By Robert Dilday
The 4,600-student Baptist school in Boiling Springs will partner with the BGAV on the basis of shared values, said leaders of both organizations.
The new partnership is an indicator of Baptists’ shifting denominational landscape. Historically, Baptist colleges and universities in the South have identified with a single state Baptist convention, though students and financial donations frequently came from beyond the state. Gardner-Webb will continue to affiliate with the Baptist State Convention of North Carolina, as well as the Cooperative Baptist Fellowship and the CBF of North Carolina.
The Virginia Baptist Mission Board approved a “partnership mission covenant” with the school to help “fulfill the Great Commission through shared commitments and cooperative ministry while at the same time maintaining the independence and distinct character of each.” The agreement does not provide for BGAV financial contributions to Gardner-Webb.
“Gardner-Webb University exists to advance the Kingdom of God through Christian higher education …,” said Tracy Jessup, the school’s vice president for Christian life and service and senior minister to the university, in an emailed statement. “We welcome the opportunity to partner with the BGAV and with the Baptists of Virginia for spreading the gospel and for the advancement of the Redeemer’s Kingdom. As a Christian, Baptist-related university and as a covenant partner with the BGAV, Gardner-Webb University shares the [BGAV’s] vision of ‘Kingdom Advance’ and its four major thrusts pertaining to empowering leaders, emerging leaders, glocal missions and evangelism, and courageous churches.”
Gardner-Webb traces its roots to a high school founded in 1905, which later became a junior college and ultimately a four-year university, named for North Carolina governor Max Gardner and his wife, Fay Webb Gardner, both of whom took an active interest in the school. It has offered master’s degree since 1980, and in 1992 established a school of divinity.

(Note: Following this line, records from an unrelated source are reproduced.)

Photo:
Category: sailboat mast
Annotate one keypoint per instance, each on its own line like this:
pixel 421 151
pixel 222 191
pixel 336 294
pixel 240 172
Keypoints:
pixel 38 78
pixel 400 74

The BGAV identifies as partners five other Virginia-based schools, all of which receive a level of funding: Averett University, Bluefield College, Fork Union Military Academy, Hargrave Military Academy and Oak Hill Academy. It also partners with and funds Baptist Theological Seminary at Richmond and the John Leland Center for Theological Studies.
Gardner-Webb is one of five educational institutions affiliated with the North Carolina convention, though the convention does not provide financial support to them through its unified budget or elect their trustees. The others are Campbell University, Chowan University, Mars Hill University and Wingate University.